Closed frewsxcv closed 5 years ago
From what I can tell, there's no way to do this via json.dumps
, so I'm not entirely sure how one would go about this.
@frewsxcv json.dumps
will not write excess places of precision for rounded floats:
>>> import json
>>> import math
>>> json.dumps(round(math.pi, 2))
'3.14'
In my Fiona project, I'm doing this in Cython: https://github.com/Toblerity/Fiona/blob/master/fiona/_transform.pyx#L151-L180. It could be ported?
round
returns a String
, which might not be what the user wants? I'll think about it.
No, round()
returns a float. json.dumps()
returns a string.
You're right, not sure what I was thinking. sips coffee
That looks like a good solution then.
Has this feature been implemented? I assume not, but checking just in case. Thanks.
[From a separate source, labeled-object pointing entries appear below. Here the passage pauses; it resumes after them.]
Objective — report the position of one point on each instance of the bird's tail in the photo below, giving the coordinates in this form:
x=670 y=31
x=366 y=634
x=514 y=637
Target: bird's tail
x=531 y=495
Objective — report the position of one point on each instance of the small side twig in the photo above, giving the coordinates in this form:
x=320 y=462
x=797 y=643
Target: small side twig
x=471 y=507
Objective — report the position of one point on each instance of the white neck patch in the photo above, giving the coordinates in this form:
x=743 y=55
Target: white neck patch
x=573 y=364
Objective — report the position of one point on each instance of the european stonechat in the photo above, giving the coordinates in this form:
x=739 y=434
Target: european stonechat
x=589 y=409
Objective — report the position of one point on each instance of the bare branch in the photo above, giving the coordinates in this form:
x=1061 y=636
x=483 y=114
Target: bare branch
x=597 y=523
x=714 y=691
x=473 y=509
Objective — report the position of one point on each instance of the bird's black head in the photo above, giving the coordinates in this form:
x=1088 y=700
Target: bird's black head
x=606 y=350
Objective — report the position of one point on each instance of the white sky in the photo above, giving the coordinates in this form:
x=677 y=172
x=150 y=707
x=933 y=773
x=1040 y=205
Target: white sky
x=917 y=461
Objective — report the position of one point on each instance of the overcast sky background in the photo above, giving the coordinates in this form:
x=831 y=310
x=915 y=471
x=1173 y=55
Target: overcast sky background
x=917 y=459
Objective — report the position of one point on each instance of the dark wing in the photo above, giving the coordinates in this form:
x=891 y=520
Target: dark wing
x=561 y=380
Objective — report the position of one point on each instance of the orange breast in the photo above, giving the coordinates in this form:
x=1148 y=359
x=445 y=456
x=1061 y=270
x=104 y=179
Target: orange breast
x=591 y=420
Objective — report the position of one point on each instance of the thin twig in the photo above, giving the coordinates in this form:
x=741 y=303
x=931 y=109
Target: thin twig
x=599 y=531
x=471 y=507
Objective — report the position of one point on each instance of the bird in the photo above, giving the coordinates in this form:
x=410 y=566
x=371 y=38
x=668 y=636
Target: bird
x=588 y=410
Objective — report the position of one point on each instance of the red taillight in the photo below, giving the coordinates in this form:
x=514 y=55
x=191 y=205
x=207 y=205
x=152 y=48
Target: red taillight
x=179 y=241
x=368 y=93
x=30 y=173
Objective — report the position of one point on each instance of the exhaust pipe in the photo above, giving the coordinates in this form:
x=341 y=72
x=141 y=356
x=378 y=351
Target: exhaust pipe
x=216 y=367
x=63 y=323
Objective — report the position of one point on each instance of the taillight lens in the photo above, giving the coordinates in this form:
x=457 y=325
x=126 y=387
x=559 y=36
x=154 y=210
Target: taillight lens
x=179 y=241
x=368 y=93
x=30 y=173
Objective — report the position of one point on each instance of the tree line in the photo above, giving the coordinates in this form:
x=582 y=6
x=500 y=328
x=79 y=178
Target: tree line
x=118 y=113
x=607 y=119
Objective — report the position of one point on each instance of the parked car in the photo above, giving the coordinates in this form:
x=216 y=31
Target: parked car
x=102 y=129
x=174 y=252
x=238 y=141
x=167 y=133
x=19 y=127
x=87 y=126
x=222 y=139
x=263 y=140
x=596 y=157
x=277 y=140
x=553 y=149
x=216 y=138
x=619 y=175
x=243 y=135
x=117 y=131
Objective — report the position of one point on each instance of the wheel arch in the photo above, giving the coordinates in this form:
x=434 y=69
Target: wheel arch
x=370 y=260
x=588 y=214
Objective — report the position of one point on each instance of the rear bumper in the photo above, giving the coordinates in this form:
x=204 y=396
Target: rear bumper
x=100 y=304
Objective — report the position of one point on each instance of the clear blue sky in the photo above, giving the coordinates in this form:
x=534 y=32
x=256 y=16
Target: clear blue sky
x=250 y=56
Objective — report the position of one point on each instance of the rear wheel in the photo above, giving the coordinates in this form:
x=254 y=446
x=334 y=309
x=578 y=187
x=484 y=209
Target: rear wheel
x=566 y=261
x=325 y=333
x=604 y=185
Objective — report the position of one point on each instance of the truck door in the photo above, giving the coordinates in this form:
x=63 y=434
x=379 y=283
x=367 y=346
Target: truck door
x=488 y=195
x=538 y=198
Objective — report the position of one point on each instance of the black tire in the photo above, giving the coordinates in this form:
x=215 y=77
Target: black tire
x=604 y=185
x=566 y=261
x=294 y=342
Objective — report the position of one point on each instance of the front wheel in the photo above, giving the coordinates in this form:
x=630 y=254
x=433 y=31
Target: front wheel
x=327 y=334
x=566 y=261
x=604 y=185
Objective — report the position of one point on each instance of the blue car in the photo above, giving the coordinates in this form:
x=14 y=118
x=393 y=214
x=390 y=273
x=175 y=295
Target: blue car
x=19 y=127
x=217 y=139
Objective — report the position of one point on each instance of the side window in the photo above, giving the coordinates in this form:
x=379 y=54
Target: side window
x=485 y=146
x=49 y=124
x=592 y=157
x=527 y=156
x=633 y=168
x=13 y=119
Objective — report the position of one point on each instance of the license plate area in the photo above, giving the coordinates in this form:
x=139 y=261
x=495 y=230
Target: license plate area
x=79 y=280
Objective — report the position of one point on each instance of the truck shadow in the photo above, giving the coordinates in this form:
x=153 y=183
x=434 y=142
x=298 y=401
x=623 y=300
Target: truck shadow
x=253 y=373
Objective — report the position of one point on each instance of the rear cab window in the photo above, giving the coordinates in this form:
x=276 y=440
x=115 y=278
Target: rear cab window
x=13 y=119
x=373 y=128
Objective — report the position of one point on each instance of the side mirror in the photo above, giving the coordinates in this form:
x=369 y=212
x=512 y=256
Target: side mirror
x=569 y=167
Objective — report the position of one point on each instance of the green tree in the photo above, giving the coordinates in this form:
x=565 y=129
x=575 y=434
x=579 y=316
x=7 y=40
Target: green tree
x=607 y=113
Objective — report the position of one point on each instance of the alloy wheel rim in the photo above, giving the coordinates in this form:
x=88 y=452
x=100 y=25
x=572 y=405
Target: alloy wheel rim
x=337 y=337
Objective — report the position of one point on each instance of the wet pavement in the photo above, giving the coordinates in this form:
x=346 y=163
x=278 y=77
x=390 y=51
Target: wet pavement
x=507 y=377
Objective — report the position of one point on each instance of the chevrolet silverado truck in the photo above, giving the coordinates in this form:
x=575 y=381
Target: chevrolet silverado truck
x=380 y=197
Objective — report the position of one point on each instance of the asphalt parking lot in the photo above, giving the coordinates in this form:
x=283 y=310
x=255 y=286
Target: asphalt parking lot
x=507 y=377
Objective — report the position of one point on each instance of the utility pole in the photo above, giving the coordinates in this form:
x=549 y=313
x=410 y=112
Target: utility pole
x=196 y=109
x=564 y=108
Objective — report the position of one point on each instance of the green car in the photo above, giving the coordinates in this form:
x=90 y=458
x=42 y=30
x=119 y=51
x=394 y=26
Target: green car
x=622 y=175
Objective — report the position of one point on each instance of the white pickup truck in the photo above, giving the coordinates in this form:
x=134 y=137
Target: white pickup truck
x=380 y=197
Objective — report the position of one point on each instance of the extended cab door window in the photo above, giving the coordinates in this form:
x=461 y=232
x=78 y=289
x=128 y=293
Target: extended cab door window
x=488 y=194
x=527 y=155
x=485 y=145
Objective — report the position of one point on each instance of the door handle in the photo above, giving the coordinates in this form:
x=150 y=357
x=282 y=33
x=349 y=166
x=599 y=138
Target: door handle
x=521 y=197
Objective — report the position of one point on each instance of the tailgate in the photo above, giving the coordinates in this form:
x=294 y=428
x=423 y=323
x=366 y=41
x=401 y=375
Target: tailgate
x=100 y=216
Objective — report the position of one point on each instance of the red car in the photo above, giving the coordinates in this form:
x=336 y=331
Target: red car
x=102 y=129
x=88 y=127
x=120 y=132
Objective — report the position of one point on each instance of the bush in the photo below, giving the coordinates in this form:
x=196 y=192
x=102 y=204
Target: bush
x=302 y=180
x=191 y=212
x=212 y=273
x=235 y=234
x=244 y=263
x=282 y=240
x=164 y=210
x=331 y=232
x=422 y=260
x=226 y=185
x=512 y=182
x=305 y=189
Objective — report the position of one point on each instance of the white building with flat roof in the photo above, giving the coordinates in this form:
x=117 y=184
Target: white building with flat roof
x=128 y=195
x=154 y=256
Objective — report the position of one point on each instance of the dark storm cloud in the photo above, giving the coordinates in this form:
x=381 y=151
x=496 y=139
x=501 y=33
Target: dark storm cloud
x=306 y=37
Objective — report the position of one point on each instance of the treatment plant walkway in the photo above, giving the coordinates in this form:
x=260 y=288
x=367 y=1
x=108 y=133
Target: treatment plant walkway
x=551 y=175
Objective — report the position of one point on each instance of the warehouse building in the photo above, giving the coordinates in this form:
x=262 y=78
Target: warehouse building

It hasn't been implemented yet, but if someone had time to implement it, I'd gladly review+merge it
This can be accomplished with the current API via this:
def round5(c): return round(c, 5)
rounded_coords_geom = geojson.GeoJSON.to_instance(geojson.utils.map_coords(round5, geometry))
Then use rounded_coords_geom
in dumps()
.
Quick tip: rounding lng-lat to 5 decimal places is pretty close to 1 meter precision. (This varies by latitude, but not a bad estimate.)
Looking at the Decimal Degrees precision chart, 7 decimal places is the "practical limit of commercial surveying" and 8 is related to "specialized surveying (e.g. tectonic plate mapping)." So, let's go with 8 decimal places as the default; customization can be implemented separately/in parallel.
I did some more research on the WGS84 Geodetic Datum (the one to which GeoJSON is specifically bound) and it turns out that, according to the U.S. National Geospatial-Intelligence Agency (PDF link) the accuracy of WGS84 is in the 1 meter range. That puts us in the 5-6 decimal place default range. So we'll go with 6 places instead of 8 as the default.